Chintan Girish Modi: How easy or difficult is it for blind people in India to access mental health services when they are nursing a broken heart or dealing with everyday microaggressions in families and workplaces?
Finding a therapist who comes from a non-ableist lens, and who understands the access barriers that disabled people face, is quite rare. The economics of getting professional support is also something that needs to be addressed. Not many can afford it because they already spend a significant amount of money on creating accessibility in their life given the absence of public infrastructure. Their families are already quite stretched in terms of money, so expenditure on mental health is considered a luxury. A lot of mental health support comes from within the community itself.
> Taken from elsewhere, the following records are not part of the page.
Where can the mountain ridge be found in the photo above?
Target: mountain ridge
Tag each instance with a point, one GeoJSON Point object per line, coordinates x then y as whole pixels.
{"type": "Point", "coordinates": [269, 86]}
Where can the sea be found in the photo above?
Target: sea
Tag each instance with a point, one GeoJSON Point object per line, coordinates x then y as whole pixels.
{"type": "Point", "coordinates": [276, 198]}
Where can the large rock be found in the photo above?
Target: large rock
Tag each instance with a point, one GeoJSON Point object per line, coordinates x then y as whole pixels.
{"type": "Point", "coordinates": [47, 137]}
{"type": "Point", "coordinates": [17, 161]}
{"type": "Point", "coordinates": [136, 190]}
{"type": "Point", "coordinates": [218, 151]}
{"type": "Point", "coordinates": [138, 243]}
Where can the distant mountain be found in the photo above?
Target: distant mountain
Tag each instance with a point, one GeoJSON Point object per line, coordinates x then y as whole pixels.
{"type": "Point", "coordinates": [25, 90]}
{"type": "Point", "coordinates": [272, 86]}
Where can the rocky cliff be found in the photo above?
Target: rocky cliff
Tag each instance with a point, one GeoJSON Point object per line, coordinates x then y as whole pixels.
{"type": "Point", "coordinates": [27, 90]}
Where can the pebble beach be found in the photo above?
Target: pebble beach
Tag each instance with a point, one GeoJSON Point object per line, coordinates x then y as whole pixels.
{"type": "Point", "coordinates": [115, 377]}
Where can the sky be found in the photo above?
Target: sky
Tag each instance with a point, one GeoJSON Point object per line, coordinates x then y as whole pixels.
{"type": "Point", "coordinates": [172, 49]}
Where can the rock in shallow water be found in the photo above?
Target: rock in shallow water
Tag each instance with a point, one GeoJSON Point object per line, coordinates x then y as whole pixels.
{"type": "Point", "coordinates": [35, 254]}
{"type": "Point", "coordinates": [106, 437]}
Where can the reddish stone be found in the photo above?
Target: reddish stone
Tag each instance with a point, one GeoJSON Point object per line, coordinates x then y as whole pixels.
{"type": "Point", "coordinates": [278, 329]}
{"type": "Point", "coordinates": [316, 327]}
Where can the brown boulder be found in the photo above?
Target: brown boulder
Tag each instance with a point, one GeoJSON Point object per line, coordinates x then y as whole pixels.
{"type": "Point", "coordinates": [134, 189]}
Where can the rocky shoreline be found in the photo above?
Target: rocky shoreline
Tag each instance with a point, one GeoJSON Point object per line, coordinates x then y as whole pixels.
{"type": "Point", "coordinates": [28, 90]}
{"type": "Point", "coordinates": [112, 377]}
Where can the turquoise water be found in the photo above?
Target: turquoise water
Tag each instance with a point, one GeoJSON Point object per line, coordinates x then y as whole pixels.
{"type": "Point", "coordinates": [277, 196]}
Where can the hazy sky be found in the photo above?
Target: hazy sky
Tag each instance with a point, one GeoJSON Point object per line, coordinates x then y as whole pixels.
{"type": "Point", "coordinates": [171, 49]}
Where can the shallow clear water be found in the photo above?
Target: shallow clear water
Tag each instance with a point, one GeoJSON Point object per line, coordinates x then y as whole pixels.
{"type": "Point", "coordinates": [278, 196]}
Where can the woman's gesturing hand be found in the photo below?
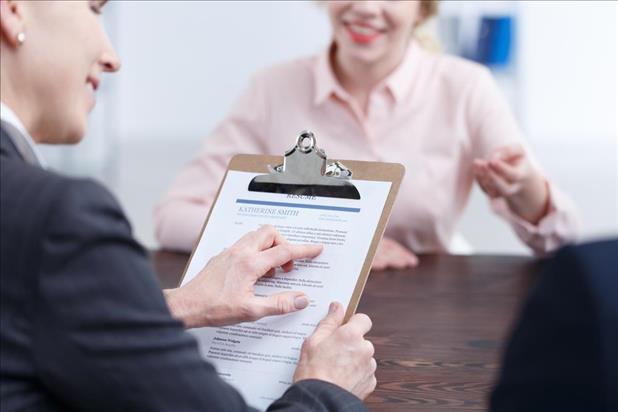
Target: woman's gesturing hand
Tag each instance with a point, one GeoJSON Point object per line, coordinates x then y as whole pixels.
{"type": "Point", "coordinates": [510, 174]}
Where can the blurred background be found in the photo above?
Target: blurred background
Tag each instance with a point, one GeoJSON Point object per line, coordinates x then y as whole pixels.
{"type": "Point", "coordinates": [185, 62]}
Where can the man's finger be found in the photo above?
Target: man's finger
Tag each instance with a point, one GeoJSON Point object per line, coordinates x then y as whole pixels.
{"type": "Point", "coordinates": [358, 324]}
{"type": "Point", "coordinates": [503, 188]}
{"type": "Point", "coordinates": [509, 153]}
{"type": "Point", "coordinates": [278, 304]}
{"type": "Point", "coordinates": [509, 172]}
{"type": "Point", "coordinates": [284, 253]}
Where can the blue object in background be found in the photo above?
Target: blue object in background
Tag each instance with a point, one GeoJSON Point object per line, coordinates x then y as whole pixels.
{"type": "Point", "coordinates": [495, 42]}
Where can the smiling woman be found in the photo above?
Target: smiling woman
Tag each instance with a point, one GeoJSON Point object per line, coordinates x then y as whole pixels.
{"type": "Point", "coordinates": [82, 315]}
{"type": "Point", "coordinates": [376, 94]}
{"type": "Point", "coordinates": [49, 77]}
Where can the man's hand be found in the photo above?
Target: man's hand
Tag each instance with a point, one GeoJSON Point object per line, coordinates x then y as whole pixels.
{"type": "Point", "coordinates": [391, 254]}
{"type": "Point", "coordinates": [508, 173]}
{"type": "Point", "coordinates": [339, 354]}
{"type": "Point", "coordinates": [223, 292]}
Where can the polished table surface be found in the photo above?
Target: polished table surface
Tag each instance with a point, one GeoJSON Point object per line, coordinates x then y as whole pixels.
{"type": "Point", "coordinates": [438, 329]}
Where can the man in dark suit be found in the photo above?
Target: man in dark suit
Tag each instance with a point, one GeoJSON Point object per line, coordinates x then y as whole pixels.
{"type": "Point", "coordinates": [563, 355]}
{"type": "Point", "coordinates": [84, 324]}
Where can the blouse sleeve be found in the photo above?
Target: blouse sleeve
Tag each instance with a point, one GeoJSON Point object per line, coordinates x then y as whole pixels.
{"type": "Point", "coordinates": [492, 126]}
{"type": "Point", "coordinates": [180, 216]}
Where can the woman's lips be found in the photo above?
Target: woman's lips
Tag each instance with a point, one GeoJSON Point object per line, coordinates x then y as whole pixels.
{"type": "Point", "coordinates": [362, 34]}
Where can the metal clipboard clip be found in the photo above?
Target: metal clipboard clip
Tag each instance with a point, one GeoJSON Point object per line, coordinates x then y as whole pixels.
{"type": "Point", "coordinates": [306, 172]}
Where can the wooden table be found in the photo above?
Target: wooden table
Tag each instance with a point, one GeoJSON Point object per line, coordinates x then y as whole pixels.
{"type": "Point", "coordinates": [438, 330]}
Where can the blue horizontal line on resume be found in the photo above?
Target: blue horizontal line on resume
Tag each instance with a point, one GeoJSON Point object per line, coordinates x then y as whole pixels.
{"type": "Point", "coordinates": [298, 205]}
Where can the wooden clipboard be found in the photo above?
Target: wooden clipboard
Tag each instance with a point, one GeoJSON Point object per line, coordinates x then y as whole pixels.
{"type": "Point", "coordinates": [362, 170]}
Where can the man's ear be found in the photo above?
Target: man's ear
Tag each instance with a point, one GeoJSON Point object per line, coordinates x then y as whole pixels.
{"type": "Point", "coordinates": [11, 21]}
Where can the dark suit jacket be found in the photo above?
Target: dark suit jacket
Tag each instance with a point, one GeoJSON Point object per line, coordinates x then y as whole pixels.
{"type": "Point", "coordinates": [84, 325]}
{"type": "Point", "coordinates": [563, 355]}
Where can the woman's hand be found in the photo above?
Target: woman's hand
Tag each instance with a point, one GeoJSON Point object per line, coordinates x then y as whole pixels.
{"type": "Point", "coordinates": [223, 292]}
{"type": "Point", "coordinates": [508, 173]}
{"type": "Point", "coordinates": [392, 255]}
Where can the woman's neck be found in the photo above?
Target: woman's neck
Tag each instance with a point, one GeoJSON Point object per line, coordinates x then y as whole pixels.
{"type": "Point", "coordinates": [359, 78]}
{"type": "Point", "coordinates": [11, 100]}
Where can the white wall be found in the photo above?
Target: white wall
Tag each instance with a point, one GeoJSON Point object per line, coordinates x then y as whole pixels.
{"type": "Point", "coordinates": [185, 62]}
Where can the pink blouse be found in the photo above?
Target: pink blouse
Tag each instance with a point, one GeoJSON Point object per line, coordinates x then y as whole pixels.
{"type": "Point", "coordinates": [434, 114]}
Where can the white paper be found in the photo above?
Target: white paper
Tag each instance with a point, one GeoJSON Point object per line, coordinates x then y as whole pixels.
{"type": "Point", "coordinates": [259, 358]}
Chintan Girish Modi: If the disability rights movement, the queer rights movement, and the Dalit rights movement in India began to work more closely with each other, what gains do you imagine for each of them?
If we all began to work together, we would set a precedent for inclusion that the whole world would be forced to learn from. Right now, there is homophobia in the disability rights movement, casteism in the queer rights movement, ableism in the Dalit rights movement, and so on. We will have to address the structural inequalities in our own movements; that is a precondition for building progressive alliances.
Chintan Girish Modi is a writer, educator and researcher who loves hugging trees, contemplating the teachings of the Buddha, and working towards a queer affirmative world sustained by poetry.